One wing has more resistance.
Fluid goes to the ram/wing with less resistance first.

Normal operating conditions.


----------



## WiBoss (Aug 6, 2020)

Yes even after swapping hoses the right wing still lags. I am religious about greasing the vertical hinge pin. Nothing is bent on the plow, it is babies. I replaced the horizontal hinge pin a couple months ago also. I could swap the right and left cylinders around. Maybe even after a ram rebuild there is still something wrong with the right cylinder? If that is the case the problem should follow the cylinder if swapped.


----------



## cwren2472 (Aug 15, 2014)

WiBoss said:


> Yes even after swapping hoses the right wing still lags. I am religious about greasing the vertical hinge pin. Nothing is bent on the plow, it is babies. I replaced the horizontal hinge pin a couple months ago also. I could swap the right and left cylinders around. Maybe even after a ram rebuild there is still something wrong with the right cylinder? If that is the case the problem should follow the cylinder if swapped.


Possibly - If the problem was with the cylinder, you should see the problem follow but it's normal for the left wing to be a bit faster anyway. But if the problem is as pronouced as you say, then yes it should be apparent if it's the cylinder.

But I'm inclined to agree with @Hydromaster - even if it doesn't seem it, I suspect the wing/frame itself, not the cylinder, especially if you've already rebuilt it. If the cylinder was binding up that bad, it seems unlikely you wouldn't have noticed it while disassembling and reassembling.

You could disconnect the pins from the back of the blade on both sides and pull the wings out by hand to see if there is a difference in resistance.


----------



## WiBoss (Aug 6, 2020)

Yes I did not notice anything out of the ordinary when rebuilding the hydraulic cylinder. The stroke pulled and pushed out and into the barrel like any other normal hydraulic cylinder. I will swap the cylinders from side to side and if it follows, I will look into the cylinder. If the problem still persists, I will pull the wing to cylinder bolt and wing spring on both sides to check resistance.


----------



## Hydromaster (Jun 11, 2018)

Your over thinking it.
If nothing was bent why did you replace the hing pin on this pristine plow?

Fluid takes the path of least resistance first .
When it was new itmay appear that at the wings extended at the same speed.

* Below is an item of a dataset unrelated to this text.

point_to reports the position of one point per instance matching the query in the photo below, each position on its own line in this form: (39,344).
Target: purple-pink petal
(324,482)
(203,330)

A slite Twist long length of the plow could be hard to see & again why did you have to replace the vertical hinge pin?


----------



## WiBoss (Aug 6, 2020)

Hydromaster said:


> Your over thinking it.
> If nothing was bent why did you replace the hing pin on this pristine plow?
> 
> Fluid takes the path of least resistance first .
> ...


I bought the plow used last year and just went through everything on the plow to get it ready. I haven't replaced the vertical hinge pin because it looks great. I replaced the horizontal hinge pin just because it was cheap and easy to get out.


----------



## Hydromaster (Jun 11, 2018)

WiBoss said:


> I bought the plow used last year and just went through everything on the plow to get it ready. I haven't replaced the vertical hinge pin because it looks great. I replaced the horizontal hinge pin just because it was cheap and easy to get out.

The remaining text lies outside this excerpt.